Other variants are possible too, but are much less common. The variant you suggest in the question is to expand all the children of the final node encountered during the Selection Phase, and run a Play-Out for all of them. I am not familiar with any literature on such a strategy really, never tried that myself. Intuitively, I would expect it to perform very similarly, perhaps slightly worse. Essentially what this would do is that it moves the "behaviour" of the search algorithm slightly more towards Breadth-First Search behaviour, rather than Best-First search behaviour. You spend a bit less of your computation time in the Selection Phase, because every Selection Phase is followed up by for example 6 (or whatever branching factor you have) Play-Outs instead of just a single one. On average I'd expect this to be slightly worse, because the Selection Phase is the primary source of the "Best-First Search" behaviour of the algorithm. I certainly don't expect a change like this to cause a large difference in performance though, if any. It will also likely be domain-dependent; worse in some cases, better in other cases.
A different variant that I did once use myself is to expand every node in the complete line of play followed by the Play-Out phase. You can visualize this as a very "thin", but "deep" expansion, whereas your suggestion discussed above would be visualized as a "shallow" but "wide" expansion (and the conventional expansion strategy of a single node would be "thin" and "shallow").

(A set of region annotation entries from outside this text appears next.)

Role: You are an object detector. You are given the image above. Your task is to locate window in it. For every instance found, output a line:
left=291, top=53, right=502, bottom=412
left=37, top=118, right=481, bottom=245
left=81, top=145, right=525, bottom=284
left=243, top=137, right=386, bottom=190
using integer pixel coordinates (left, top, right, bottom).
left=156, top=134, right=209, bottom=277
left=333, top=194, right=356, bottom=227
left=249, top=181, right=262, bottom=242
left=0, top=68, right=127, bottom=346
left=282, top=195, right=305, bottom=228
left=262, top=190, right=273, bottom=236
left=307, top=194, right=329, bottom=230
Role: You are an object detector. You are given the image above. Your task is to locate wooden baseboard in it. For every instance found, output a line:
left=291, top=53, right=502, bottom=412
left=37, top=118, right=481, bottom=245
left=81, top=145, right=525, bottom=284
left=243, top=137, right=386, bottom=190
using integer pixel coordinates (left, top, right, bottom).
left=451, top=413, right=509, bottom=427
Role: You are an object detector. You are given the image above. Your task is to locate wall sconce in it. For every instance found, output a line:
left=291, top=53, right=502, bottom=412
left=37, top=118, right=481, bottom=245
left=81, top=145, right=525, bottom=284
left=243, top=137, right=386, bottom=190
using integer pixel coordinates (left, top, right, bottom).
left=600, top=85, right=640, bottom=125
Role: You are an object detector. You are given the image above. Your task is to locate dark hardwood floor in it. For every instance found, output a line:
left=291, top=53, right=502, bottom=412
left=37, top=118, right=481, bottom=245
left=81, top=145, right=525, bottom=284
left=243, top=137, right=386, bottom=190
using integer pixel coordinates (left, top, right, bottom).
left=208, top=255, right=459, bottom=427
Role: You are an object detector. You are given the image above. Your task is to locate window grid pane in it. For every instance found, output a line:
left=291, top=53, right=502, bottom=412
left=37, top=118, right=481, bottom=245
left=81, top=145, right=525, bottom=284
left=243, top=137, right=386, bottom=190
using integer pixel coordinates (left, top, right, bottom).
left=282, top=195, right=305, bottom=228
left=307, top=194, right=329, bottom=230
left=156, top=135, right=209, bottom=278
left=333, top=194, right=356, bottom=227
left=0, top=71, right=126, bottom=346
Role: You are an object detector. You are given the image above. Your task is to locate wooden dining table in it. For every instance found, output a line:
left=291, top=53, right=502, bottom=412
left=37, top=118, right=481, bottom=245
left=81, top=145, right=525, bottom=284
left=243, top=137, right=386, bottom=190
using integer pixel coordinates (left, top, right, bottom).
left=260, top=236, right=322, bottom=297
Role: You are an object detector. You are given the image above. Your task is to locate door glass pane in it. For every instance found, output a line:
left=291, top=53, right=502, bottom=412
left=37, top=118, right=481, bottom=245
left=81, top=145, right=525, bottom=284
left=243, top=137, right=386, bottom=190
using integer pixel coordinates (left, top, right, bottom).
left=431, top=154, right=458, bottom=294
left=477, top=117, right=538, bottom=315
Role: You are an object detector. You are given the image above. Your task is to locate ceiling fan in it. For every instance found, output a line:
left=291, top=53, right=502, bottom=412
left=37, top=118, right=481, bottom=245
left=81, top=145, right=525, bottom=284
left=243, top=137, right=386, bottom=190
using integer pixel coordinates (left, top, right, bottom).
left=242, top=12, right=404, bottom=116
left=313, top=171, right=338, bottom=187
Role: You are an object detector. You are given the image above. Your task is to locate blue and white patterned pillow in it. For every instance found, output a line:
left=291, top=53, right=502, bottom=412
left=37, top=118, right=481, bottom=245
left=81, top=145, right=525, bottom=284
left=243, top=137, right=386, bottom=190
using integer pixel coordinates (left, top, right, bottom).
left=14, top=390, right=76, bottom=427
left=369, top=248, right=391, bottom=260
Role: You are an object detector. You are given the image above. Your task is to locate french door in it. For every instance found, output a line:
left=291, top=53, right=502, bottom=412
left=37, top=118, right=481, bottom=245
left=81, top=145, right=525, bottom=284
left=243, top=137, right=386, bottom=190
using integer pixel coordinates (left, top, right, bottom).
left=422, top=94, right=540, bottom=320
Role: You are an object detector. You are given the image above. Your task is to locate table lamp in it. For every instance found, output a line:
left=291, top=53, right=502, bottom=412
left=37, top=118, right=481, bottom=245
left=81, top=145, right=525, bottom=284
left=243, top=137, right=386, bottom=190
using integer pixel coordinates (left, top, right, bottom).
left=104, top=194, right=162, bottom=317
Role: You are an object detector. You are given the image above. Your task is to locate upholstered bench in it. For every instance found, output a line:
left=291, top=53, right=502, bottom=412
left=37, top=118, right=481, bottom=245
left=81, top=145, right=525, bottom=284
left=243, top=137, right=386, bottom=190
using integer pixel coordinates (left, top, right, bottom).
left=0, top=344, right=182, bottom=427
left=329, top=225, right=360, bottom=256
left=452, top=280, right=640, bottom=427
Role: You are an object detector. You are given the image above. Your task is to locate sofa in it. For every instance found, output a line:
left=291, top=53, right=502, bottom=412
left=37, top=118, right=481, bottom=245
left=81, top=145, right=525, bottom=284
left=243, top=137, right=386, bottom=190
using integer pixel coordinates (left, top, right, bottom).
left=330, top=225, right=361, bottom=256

For this strategy, it is much easier to clearly define the advantages and disadvantages that it has in comparison to the standard strategy. The main advantage is that you retain more information from your Play-Outs, you throw less information away. This is because the Backpropagation phase, after the Play-Out terminates, can only store information in nodes that exist. If you immediately expand the complete line of play followed in the Play-Out Phase, you can store the result (the evaluation in the terminal state) in all of those nodes. If you don't expand the complete Play-Out (e.g. only expand the very first node), you'll have to "skip" all of those nodes which you didn't expand yet (they don't exist), and you can't store results in there yet.
The main disadvantage of this approach is that it requires more memory, the tree grows a lot more quickly.
I would personally recommend this approach if you have very strict limitations on computation time, if you expect to be able to only run very few iterations of the MCTS algorithm. For example, I personally used this in my General Video Game AI agent; this is a real-time game where you have to make decisions every ~40 milliseconds. In such a low amount of time, you cannot run many MCTS simulations. This means that:
- You do not expect to run out of memory, even if you grow your tree very quickly, so the increased memory requirements become a non-issue.
- Due to the low expected number of iterations, it is extremely important to retain as much information as possible, not throw any information away. If we can't run many simulations, we want to make sure to squeeze every little bit of information we can out of each of them.
For contrast, if you're developing an agent to play a board game, and it has in the order of multiple minutes of thinking time per turn, the standard approach of only expanding a single node per Expansion Phase becomes a lot more appealing. If you're capable of running tens of thousands of iterations or more, it really doesn't hurt if you "forget" about a little bit of information deep down in the tree. The risk of running out of memory also becomes a lot more serious if you're running many iterations, so you don't want to grow the tree too quickly.